こんばんはー!!
みなさん、増税前の本の爆買い、はかどってますか〜?
わたしは今日、20冊ほど本を爆買いしました。笑
楽天ポイント5倍デーなのでね。ポイントもつくしね。増税前だしね…。
まだまだ駆け込みたいと思っているので
引き続きおすすめの本がありましたら教えてほしいです!
装丁からホラーな感じが滲み出ていますが、まさに「世にも奇妙な物語」感のある一冊でした。
小川洋子『まぶた』は8編の短編小説集です。
各編のタイトルは「飛行機で眠るのは難しい」「中国野菜の育て方」「まぶた」「お料理教室」「匂いの収集」「バックストローク」「詩人の卵巣」「リンデンバウム通りの双子」で、「飛行機で眠るのは難しい」というタイトルに大いにうなずいて購入した一冊でした。
わたくし、飛行機で眠れない族です。笑
いざ手に取ってみるととっても不思議な物語集で、読みながら「この物語はどういうことなんだ?」というクエスチョンが浮かびました。
でも、「よくわからなかったなぁ」という感想では済ませられない、不思議なざわつきが残りました。
ふたたびタイトルと各編を読み直し、「どういう物語だったのか」を分析しようとしましたが、初読と同じような感覚しか浮かびませんでした。
なぜなら、この物語は「こういうことがあった、ただそれだけ」というような風に語られているからです。
首をかしげつつもう一度読み、この物語はいままでとは違う風に扱わなきゃいけないのでは?と感じるようになりました。
やがてひとつの結論が出ました。
この物語は「考え」てはいけないのではないか。
そして、この物語は五感を使って「感じる」物語なのではないか、と。
各編で、わたしは登場人物たちが五感を研ぎ澄ませる姿をそれぞれイメージしました。
「飛行機で眠るのは難しい」では、飛行機で偶然隣り合わせになった人の不思議なエピソードを聞く姿を、
「中国野菜の育て方」では謎の野菜売りのおばあさんが売りつけた野菜が光り出す姿を、
「お料理教室」では台所に並ぶ食材、調理器具や突発的に起こった水道工事の様子を、
「匂いの収集」では匂い収集家の彼女が嗅ぐ匂いを、
「バックストローク」は水泳選手だった弟の左腕の異変を、
「詩人の卵巣」は旅行先で立ち寄った見知らぬ詩人の館の様子を、
「リンデンバウム通りの双子」は双子の片方を背負った主人公の重さを想像します。
「こういうことがあった、ただそれだけ」というような風に語られているため、「……だから何?」とつい「考えて」しまいそうになるのをこらえ、ただただその姿を頭に浮かべます。

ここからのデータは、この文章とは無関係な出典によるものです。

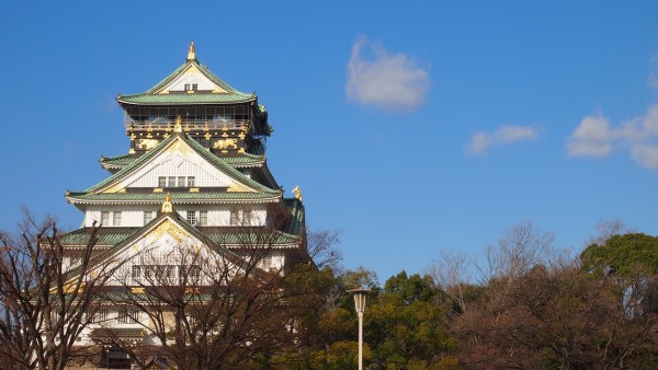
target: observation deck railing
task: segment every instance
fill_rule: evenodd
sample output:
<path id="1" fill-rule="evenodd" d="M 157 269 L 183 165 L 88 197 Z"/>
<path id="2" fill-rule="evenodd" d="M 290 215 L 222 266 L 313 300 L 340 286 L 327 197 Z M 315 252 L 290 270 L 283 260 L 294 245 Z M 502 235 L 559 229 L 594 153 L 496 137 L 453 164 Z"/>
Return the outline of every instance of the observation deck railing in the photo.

そのイメージを浮かべ終わったとき、わたしは「これでいいんじゃないか」と妙に納得してしまったのです。
ふだん、わたしたちは五感を強く意識して生活するということはしません。
異音がしたとか、味が変だとか、何か異変があったときに強烈にはたらくだけで、常に研ぎ澄ませよう!と思って生きていることはほぼないでしょう。
聴覚、視覚、味覚、触覚、嗅覚のどれかを強く意識させるこれらの物語は、わたしに不思議なざわつきと新鮮さをもたらします。
なぜ新鮮に感じるかというと、ふだん五感を強く意識することがないからです。
話は少しそれますが、以前、ワイン講座に通ったときに
「ワインの香りを意識することで、日常生活の匂いに敏感になる」という体験をしました。
雨上がりの匂いをこれまでなんとも感じていなかったのに、急に強く意識するようになりました。
その体感はすごく新鮮で、そして嬉しいものでした。
当たり前にあるものだったり、日常的な出来事を、改めて新鮮に感じられることが嬉しかったのです。
小川洋子『まぶた』の読後感は、この体験と似ているかもしれないと感じました。
「強く感じる」ことって、日常ではなかなかできないことです。
まさか読書で五感を意識するとは思いませんでした。
凝り固まった読書脳のリフレッシュになった一冊でした。